Conditional Random Matrix Ensembles and the Stability of Dynamical Systems
Paul Kirk, Delphine M.Y. Rolando, Adam L. MacLean, Michael P.H. Stumpf

TL;DR
This paper reconciles conflicting views on the stability of complex systems by developing a statistical framework that accounts for system structure, showing that stability assessments depend on detailed system properties rather than broad measures like diversity.
Contribution
The paper introduces a new statistical framework using conditional random matrix ensembles to accurately analyze the stability of dynamical systems, addressing limitations of previous models.
Findings
Stability probability depends on detailed system structure.
Ignoring system specifics leads to pessimistic stability assessments.
System stability cannot be inferred solely from diversity or similar broad metrics.
Abstract
There has been a long-standing and at times fractious debate whether complex and large systems can be stable. In ecology, the so-called `diversity-stability debate' arose because mathematical analyses of ecosystem stability were either specific to a particular model (leading to results that were not general), or chosen for mathematical convenience, yielding results unlikely to be meaningful for any interesting realistic system.
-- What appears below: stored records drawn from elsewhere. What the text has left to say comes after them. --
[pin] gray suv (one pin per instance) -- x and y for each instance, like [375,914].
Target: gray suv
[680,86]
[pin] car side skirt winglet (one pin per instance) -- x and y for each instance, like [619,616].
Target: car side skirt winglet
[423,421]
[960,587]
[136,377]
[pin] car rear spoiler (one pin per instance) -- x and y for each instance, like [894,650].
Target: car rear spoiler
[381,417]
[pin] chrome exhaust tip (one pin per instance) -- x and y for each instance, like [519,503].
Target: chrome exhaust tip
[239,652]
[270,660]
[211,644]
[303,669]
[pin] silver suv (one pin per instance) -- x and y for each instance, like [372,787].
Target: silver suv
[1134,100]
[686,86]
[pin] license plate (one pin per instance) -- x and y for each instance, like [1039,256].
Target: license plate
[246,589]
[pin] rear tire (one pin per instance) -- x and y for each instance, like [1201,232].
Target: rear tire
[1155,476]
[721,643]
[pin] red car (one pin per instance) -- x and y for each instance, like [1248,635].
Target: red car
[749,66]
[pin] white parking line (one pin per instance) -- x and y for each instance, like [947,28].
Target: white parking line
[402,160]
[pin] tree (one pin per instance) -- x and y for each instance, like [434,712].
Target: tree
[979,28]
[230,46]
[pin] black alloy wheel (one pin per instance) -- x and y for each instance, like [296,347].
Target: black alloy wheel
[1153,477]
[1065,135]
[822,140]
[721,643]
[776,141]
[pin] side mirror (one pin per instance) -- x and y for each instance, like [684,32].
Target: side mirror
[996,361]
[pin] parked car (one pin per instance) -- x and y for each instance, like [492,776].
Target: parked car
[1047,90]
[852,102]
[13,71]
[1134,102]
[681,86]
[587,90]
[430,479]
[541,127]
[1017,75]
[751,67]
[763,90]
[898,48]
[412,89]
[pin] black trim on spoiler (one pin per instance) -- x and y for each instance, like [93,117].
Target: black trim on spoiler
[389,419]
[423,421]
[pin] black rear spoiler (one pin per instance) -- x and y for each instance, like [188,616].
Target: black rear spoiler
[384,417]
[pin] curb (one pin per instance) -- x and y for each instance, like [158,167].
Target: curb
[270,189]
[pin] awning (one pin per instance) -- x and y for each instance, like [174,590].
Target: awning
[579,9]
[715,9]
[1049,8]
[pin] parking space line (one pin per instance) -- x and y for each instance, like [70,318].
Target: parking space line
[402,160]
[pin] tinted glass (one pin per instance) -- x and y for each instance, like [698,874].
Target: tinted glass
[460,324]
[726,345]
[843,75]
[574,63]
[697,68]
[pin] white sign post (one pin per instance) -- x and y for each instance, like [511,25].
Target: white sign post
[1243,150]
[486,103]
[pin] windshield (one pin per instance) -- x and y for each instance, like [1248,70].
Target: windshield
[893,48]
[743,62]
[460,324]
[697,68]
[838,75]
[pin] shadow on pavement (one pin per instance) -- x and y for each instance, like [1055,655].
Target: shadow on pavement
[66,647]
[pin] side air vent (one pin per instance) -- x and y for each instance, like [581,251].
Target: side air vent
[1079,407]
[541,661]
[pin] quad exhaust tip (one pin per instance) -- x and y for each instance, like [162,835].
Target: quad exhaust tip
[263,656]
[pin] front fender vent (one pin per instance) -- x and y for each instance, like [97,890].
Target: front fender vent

May's work, and its subsequent elaborations, relied upon results from random matrix theory, particularly the circular law and its extensions, which only apply when the strengths of interactions between entities in the system are assumed to be independent and identically distributed (i.i.d.). Other studies have optimistically generalised from the analysis of very specific systems, in a way that does not hold up to closer scrutiny. We show here that this debate can…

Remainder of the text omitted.